Şehit olanlar geri döndüler mi kardaşım?
Şu anda evimize dönmeyi düşleyebilecek konumdayız. Fakat… birden o müthiş soru karşıma dikiliyor: “Şehit olanlar geri döndüler mi kardaşım?”
Bu soruyu “Can kardaşı” olmaktan mutluluk duyduğum, ağabeyim Cemalettin Korkut 1 Kasım 2013 günlü mektubunda sormuştu. O gün onun asker ocağına girişinin 72. yıldönümüydü. Şimdi 90 yaşını arkada bırakmış kendisine şöyle sesleniyor: “Fedaisin, fedai kalacaksın, Ey Korkutoğlu Cemal!”
O soru bir çivi gibi saplandığı yerde beynimi kanatıyor: “Şehit olanlar geri döndüler mi kardaşım?”
Kuddusi Okkır evine geri dönecek mi?
Prof. Dr. Uçkun Geray kardeşim sevdiklerine sarılacak mı?
Dz Kur. Alb. Berk Erden, Dz. Yb. Ali Tatar, Jnd. Alb. Abdülkerim Kırca’nın yollarını gözleyenler, hasretlerine kavuşacaklar mı?
Çanakkale, Kafkas, Yemen ve Sakarya şehitleri evlerine ne zaman dönecekler?
Fedainin çağrısı ve fedaiye çağrı
Sakarya Şehitliği Müzesinin kapısında bir cam fanus varmış. İçinde meçhul bir şehidin kuru kafası. Alnında kırmızı kanla şu yazıyormuş: “Beni hatırla, kanımı kanla öde!”
Kuşkusuz, şehidin kendisi yazmamıştır o yazıyı. Çünkü son damlasını veren fedainin bizden hiçbir şey istemeyeceğini biliyoruz. Her şeyini veren erdemlinin, alacağı bir şey de kalmamıştır.
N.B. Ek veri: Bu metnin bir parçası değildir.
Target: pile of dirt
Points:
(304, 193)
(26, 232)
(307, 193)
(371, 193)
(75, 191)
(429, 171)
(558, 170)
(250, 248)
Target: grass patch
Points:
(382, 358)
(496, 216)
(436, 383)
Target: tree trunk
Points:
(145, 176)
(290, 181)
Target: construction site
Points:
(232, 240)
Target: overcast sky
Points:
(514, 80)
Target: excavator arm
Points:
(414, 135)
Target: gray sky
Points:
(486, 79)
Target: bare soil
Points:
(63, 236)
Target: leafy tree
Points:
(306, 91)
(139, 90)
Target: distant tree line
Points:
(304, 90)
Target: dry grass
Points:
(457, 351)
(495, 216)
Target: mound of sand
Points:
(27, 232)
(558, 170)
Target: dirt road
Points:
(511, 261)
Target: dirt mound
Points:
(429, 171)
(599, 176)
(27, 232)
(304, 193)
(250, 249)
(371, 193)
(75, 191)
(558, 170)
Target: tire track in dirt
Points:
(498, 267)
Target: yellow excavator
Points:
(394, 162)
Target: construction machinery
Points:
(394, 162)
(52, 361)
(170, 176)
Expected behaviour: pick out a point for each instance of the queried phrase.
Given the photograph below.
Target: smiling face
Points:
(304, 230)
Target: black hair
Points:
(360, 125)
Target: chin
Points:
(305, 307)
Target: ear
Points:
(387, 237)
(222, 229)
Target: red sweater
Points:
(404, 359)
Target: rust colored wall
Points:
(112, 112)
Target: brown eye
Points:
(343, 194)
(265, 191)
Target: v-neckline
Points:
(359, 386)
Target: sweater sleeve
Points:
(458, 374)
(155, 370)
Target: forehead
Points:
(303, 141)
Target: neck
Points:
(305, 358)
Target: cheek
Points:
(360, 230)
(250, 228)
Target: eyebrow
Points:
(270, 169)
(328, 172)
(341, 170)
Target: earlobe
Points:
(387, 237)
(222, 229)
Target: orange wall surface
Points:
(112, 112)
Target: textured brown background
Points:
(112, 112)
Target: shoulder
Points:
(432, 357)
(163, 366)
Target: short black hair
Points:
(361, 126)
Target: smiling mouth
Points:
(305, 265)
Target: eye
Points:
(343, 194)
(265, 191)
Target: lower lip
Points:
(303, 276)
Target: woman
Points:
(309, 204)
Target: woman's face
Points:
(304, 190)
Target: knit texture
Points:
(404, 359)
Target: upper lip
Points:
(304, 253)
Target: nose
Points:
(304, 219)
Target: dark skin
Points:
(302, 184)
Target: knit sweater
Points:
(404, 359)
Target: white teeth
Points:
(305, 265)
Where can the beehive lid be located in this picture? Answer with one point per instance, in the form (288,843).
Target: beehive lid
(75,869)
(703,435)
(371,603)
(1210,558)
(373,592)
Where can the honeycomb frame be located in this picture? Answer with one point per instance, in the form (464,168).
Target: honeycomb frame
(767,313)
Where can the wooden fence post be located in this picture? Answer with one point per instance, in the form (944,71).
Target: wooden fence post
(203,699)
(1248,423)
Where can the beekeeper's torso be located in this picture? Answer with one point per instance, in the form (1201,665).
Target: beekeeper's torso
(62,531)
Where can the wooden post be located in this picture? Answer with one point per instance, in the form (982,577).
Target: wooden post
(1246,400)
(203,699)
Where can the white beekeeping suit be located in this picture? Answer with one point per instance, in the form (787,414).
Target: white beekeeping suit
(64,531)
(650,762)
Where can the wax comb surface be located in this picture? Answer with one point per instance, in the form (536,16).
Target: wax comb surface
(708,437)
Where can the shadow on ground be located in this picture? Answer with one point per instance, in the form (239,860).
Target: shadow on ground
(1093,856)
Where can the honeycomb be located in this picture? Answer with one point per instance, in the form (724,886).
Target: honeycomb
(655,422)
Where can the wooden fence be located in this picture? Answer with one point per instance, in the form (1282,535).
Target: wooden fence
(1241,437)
Alacağını içine koyacağı bir kasası, bir kesesi, bir cüzdanı, bir cebi, bir banka hesabı, bir ayakkabı kutusu yoktur artık.
Bizden hiçbir şey istemeyen fedainin bizden tek şey istediğini yine bizler icat etmişizdir. Zora düşünce hep onlara başvururuz ve topluma döner, fedailerin bizden fedai olmayı istediklerini söyleriz. Firdevsî, şehitlere “yattığınız toprağın altından kalkın” diye seslenir. Nâzım Hikmet de, bağımsızlık elden gidince, Kuvayı Milliye şehitlerine “Mezardan kalkmanın vaktidir” diye çağrıda bulunur.
Fedai hatırasıyla da bizim için vardır. Fedainin anısı, yine bize vermek için yaşar. Şehidin kuru kafası bile, bize fedainin çağrısını yapmaktadır. Kendini vererek toplumu yaşatma çağrısıdır bu.
Toprağın altındaki fedai, bu çağrıyı yaparken tellal değildir. Belediye başkanından ve düğün sahibinden bahşiş almayacaktır. Tepeden tırnağa karşılıksız vermeye devam etmektedir. Hatırlanmayı istemek dahi bir fiyattır. Fedaiyi satın alamazsınız. Çünkü her şeyini vermiştir. Fedainin namusunda karşılık yoktur.
İlk kıvılcımı yakanların ödülü
Hiçbir toplum, fedainin yüzyılların içinden gelen o çağrısını duymadan yaşayamaz. Kabile toplumu, feodal toplum, kapitalist toplum, sosyalist toplum, hep fedailerle kurulmuş, fedailerle varolmuştur. O nedenle fedai, hangi iklime giderseniz gidin, son rütbedir.
Her yerde sizi bir Hallacı Mansur karşılayacak ve size şu büyük hakikati bildirecektir: “Her gerçek bir fedai ister. İlk kıvılcımı yakanlardır, en yüce fedailer.”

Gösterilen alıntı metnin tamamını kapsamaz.